Mair blogged recently about deliberately becoming a 'lady of leisure' for a while, intending to do some writing and other creative things which led to an email conversation between us commenting on how hard some people find it to get their heads around the idea of deliberately not having a job for a while.

This linked in for me with some thoughts that were raised partly by Aletia's blog post about where is feminism these days and partly from my own contemplations a couple of months or so ago (before redundancy was on the cards as far as I knew). I caught myself thinking during one particularly stressful day at work after reading a book about living more self sufficiently 'is it wrong to just want to be at home with more time to do all these things rather than be out working?'. The thought felt like a betrayal on some levels - although I'm not sure who of, presumably those who fought hard for women's rights to work, but perhaps on some level of myself and the assumption that my contribution to society would be via the workplace.
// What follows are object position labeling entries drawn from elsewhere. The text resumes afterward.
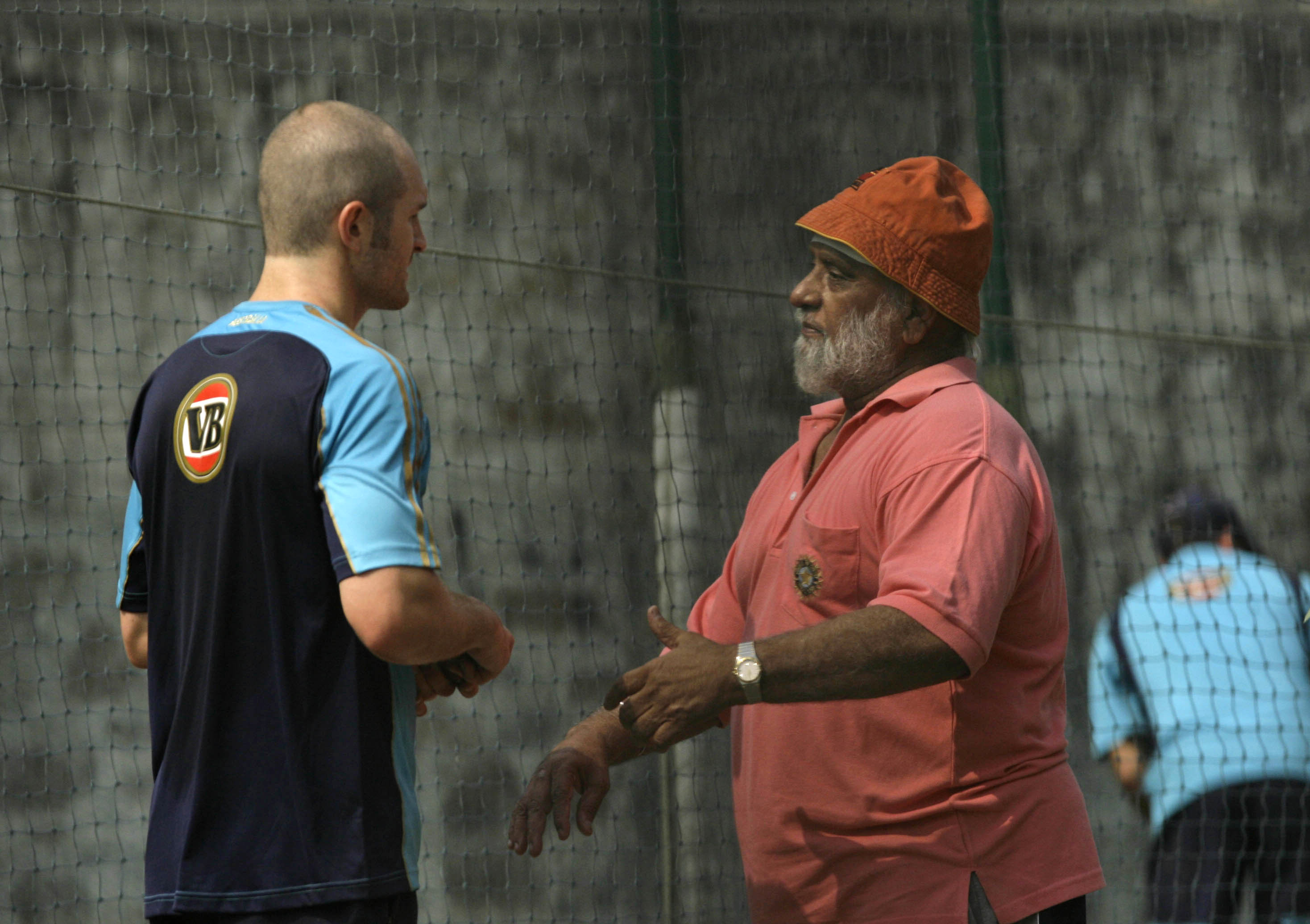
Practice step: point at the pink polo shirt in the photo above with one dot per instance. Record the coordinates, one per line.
(931, 500)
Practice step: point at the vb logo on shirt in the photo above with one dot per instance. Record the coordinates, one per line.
(202, 426)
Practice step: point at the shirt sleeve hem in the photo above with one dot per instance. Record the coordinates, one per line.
(134, 602)
(392, 557)
(959, 640)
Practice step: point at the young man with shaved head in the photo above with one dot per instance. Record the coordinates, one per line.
(278, 579)
(887, 638)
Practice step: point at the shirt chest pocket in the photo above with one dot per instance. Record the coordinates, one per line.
(822, 570)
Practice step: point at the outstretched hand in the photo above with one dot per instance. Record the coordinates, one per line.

My journey is similar to Aletia's, albeit starting almost a decade earlier, growing up with the assumption we could (should?) do anything and everything. I recently read Jill Tweedie's Letters from a fainthearted feminist which whilst not exactly stunning literature was a reminder of the politics around in the 1980s, particularly around gender issues. It is no wonder that we grew up assuming we needed to be Superwoman (albeit probably in less revealing clothing, plus Dr Martens and fringey scarf) to challenge the inequalities and suppression that undoubtedly had limited the options of earlier generations. But in the same way that I've accepted that I no longer personally have to prove that girls are as good as boys at a-z, I've also accepted that it isn't about not doing 'girls' things but sometimes doing them through choice not conditioning or lack of alternatives and it being ok to pick and choose your battle grounds. But don't get me started on the issue of aisles full of Barbie pink...

So, rewinding slightly, whilst going back to 'living like nana did' and being more self-sufficient is more time consuming I'm pretty sure that there is no need to throw the baby out with the bath water and revert to the social norms of that era too. If I spend some time basically being a housewife for a while (for lack of a better expression) it is a life-style choice, and no doubt a temporary one at that, rather than a compromise. Surely living in manner that helps generate home produce, is generally kinder to the environment, and allows time for more involvement in both the local community as well as the usual multi-layered Quaker commitments is still making a contribution to society just as much as going out there and earning a living? But it is simply not socially nor politically acceptable to be a 'stay at home not-a-mum', the down side of liberation perhaps?!

But still it is easier for me to make such choices than many. I don't have any dependants, nor a partner whose life is also affected. I have the luxury of being able to choose how I spend my life and money, rather than having circumstances seemingly beyond my control dictate it.There are what some would see as compromises in my life - there probably aren't many people in my age group content to board in someone else's home, but if I had to pay rent/mortgage and bills etc in the usual way the pressure to have a regular sizeable income would be far higher. But I don't like living alone, boarding is a cost effective way of not only avoiding living alone but sharing a carbon footprint and currently means I can contribute to society by helping someone else remain living in their own home more easily.

I try to focus on them as choices rather than compromises - compromise seems to imply that having everything for myself is what I should be aiming for, when actually I've spent a good chunk of the last 10yrs or more actively trying to have less! I don't see that as depriving myself but releasing myself, from a lot of stress for a start off. Instead of worrying about paying to fix the chimney or paint the outside of the house I'm left with cleaning the windows and weeding the vegatable patch - sounds like a good deal to me.

So where does that leave me in my ponderings? This post has taken a couple of weeks to write and has been cut-n-pasted, re-written and deleted so many times you'd think it was an assignment! Each time I come back to it a different aspect seems more relevant, but I guess the thing is to post this now and blog more later as the issues bumble their way around my head a bit longer, or not as the case may be!